# Preprocessing

This part of the tutorial discusses ways to preprocess your original data in order to create the set of edges, and their associated weights or original deviations, needed to create an MDE problem. These preprocessing methods are analogous to feature engineering in machine learning, where raw data are converted to feature vectors. As in feature engineering, the preprocessing can have a strong effect on the final result, i.e., the embedding.

Preprocessing methods can be grouped into two types: those that are based on neighbors of the items, and those that are based on distances between items. The high-level functions `pymde.preserve_neighbors` and `pymde.preserve_distances` (which were used in the Getting Started guide) use neighbor-based and distance-based preprocessing behind-the-scenes, in order to create reasonable MDE problems. But you can just as well preprocess the data yourself, to create custom embeddings.
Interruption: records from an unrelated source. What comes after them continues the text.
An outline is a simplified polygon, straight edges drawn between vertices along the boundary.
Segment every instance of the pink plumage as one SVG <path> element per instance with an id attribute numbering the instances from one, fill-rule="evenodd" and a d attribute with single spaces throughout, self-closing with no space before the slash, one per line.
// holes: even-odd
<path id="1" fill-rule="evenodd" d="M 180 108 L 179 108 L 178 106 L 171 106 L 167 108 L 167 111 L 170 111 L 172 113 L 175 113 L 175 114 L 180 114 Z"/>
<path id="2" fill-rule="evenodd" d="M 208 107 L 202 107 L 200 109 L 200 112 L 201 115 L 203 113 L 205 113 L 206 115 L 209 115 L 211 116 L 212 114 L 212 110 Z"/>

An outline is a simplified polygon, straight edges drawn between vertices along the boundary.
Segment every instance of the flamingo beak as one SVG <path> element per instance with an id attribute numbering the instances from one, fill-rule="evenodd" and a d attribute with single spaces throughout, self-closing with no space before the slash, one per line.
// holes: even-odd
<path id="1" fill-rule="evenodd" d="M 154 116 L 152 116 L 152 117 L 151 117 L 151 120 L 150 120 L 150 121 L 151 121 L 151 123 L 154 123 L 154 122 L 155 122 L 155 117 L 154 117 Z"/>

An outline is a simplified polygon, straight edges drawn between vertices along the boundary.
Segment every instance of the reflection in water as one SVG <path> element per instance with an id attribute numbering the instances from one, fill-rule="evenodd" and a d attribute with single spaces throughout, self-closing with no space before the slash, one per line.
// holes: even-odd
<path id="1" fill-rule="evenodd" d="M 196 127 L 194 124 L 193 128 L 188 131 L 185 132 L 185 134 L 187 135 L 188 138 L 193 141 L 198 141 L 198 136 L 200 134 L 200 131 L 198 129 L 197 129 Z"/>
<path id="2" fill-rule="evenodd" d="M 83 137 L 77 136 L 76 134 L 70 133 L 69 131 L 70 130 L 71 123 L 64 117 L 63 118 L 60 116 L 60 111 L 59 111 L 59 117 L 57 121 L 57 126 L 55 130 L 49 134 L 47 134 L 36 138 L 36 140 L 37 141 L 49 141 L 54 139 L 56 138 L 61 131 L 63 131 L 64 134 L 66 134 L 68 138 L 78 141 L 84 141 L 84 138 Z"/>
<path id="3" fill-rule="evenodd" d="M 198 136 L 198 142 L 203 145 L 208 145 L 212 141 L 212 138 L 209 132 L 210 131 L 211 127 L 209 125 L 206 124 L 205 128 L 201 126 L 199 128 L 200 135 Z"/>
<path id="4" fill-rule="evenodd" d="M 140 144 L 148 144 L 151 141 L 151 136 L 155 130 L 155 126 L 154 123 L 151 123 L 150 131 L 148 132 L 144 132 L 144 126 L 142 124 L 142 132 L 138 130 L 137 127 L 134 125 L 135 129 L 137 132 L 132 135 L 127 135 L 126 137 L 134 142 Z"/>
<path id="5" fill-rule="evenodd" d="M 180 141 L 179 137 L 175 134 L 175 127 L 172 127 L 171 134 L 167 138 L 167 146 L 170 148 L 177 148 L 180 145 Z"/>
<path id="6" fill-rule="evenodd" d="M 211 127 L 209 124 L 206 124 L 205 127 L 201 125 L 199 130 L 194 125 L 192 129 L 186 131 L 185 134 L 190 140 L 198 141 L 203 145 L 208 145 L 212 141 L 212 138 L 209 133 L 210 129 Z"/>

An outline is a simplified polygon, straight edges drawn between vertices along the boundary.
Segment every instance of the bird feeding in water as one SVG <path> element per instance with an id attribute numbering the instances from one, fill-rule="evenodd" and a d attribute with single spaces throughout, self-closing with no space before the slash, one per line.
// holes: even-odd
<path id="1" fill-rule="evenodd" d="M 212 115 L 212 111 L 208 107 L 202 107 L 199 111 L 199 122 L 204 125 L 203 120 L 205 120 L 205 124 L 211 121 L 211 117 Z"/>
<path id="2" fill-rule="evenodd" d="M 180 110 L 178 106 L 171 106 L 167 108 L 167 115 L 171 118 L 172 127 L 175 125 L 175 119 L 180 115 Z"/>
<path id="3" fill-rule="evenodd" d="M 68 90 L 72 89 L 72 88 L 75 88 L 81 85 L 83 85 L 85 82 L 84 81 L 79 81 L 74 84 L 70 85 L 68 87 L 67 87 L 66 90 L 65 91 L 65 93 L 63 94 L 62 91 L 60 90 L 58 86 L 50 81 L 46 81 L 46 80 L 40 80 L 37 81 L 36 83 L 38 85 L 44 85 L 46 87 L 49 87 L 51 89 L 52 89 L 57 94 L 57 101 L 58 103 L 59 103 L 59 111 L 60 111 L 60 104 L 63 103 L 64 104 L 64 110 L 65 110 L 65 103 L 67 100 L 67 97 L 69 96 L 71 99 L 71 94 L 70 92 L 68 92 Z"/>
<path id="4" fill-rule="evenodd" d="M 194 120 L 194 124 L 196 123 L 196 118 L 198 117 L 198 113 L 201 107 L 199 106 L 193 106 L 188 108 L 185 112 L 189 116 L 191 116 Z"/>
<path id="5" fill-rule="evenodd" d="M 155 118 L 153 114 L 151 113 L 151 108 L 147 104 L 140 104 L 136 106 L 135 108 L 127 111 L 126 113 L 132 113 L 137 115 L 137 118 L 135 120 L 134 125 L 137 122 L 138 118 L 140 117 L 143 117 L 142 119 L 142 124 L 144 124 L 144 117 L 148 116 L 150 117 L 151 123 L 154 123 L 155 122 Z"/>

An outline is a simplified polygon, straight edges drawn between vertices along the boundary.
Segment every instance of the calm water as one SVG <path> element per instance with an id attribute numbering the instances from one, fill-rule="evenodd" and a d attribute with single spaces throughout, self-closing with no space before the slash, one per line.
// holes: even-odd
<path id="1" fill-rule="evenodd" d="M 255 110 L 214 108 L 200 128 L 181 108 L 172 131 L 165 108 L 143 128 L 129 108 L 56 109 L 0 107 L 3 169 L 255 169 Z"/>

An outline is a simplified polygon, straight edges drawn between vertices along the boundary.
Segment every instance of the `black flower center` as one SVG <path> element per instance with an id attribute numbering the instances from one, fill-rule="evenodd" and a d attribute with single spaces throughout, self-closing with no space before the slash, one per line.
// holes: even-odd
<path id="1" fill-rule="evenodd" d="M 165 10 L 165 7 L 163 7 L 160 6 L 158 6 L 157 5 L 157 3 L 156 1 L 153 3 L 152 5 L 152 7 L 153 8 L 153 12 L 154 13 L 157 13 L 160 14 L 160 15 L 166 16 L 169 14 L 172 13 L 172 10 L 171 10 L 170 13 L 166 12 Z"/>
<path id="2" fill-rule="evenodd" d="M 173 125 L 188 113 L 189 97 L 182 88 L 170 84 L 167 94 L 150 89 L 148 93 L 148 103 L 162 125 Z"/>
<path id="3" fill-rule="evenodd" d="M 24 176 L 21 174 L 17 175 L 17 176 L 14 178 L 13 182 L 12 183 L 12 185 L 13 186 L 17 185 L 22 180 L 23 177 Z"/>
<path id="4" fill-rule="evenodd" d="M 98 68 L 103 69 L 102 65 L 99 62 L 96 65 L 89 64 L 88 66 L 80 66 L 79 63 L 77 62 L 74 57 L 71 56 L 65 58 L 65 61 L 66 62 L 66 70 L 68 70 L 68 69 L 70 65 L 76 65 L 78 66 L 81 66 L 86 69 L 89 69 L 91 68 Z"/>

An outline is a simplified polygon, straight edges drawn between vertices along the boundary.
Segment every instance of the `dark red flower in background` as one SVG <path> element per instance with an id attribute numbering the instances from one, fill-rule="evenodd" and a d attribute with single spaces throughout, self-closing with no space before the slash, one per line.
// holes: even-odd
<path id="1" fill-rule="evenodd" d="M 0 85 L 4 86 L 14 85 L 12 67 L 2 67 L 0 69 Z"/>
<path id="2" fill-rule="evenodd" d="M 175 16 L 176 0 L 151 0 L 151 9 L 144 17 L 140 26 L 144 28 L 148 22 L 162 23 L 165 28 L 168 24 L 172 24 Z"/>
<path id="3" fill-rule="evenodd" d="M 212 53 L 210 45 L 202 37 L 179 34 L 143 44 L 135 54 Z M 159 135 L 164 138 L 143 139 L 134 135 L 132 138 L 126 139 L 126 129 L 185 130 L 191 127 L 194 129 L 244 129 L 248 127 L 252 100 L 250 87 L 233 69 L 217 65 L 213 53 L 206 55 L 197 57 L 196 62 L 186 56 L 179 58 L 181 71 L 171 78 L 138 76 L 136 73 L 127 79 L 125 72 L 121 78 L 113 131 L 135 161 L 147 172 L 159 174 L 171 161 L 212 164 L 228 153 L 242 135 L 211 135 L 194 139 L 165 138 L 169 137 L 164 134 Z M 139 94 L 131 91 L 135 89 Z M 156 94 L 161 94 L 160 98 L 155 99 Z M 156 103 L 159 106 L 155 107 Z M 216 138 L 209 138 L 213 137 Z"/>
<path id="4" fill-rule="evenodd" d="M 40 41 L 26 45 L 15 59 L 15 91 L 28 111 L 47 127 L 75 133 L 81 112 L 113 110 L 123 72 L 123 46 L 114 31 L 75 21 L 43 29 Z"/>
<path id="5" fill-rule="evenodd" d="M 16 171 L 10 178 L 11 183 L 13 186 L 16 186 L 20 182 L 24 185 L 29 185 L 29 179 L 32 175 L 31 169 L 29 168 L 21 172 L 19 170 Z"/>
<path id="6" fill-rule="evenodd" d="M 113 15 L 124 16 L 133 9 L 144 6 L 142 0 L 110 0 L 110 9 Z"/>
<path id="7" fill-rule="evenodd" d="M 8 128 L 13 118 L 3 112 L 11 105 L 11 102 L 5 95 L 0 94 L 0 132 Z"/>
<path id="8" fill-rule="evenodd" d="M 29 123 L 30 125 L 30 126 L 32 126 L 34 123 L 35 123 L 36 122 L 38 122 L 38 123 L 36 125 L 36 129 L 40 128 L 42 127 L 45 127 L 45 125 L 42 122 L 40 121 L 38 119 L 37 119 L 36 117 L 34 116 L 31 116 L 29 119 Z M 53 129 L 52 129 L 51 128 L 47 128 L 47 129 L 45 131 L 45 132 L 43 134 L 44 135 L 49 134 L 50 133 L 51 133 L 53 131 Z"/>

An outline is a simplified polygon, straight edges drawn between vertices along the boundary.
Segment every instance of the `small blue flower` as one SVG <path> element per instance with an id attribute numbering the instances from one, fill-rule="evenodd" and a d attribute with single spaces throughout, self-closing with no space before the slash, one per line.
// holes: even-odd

PyMDE provides a few preprocessing methods for original data that come as a data matrix (one row for each item) or a graph (one node for each item).

## Graph

The preprocessing methods often work with or return `pymde.Graph` instances, which package up a list of edges and their associated weights.

A graph can be created from a weighted adjacency matrix (a scipy.sparse matrix, numpy array, or torch Tensor), or a torch Tensor containing the edges and weights. For example

```adjacency_matrix = sp.csr_matrix(np.array([
[0, 1, 1],
[1, 0, 1],
[1, 1, 0],
]))
```

or

```edges = torch.tensor([
[0, 1],
[0, 2],
[1, 2],
])
weights = torch.ones(edges.shape)
graph = pymde.Graph.from_edges(edges, weights)
```

Given a graph, you can access the edges, weights, and adjacency matrix with

```graph.edges
graph.weights
```

The API documentation describes the `pymde.Graph` class in more detail.

## Neighbor-based preprocessing

### Similar items

A neighbor of an item can be thought of an item that is in some sense similar to it. One class of preprocessing methods computes some neighbors of each item, and uses the pairs of neighbors as edges, associating these edges with positive weights. These weights can then be used to create a distortion function based on weights, using one of the classes in `pymde.penalties`. A common preprocessing step is to compute the `k`-nearest neighbors of each item, where `k` is a parameter.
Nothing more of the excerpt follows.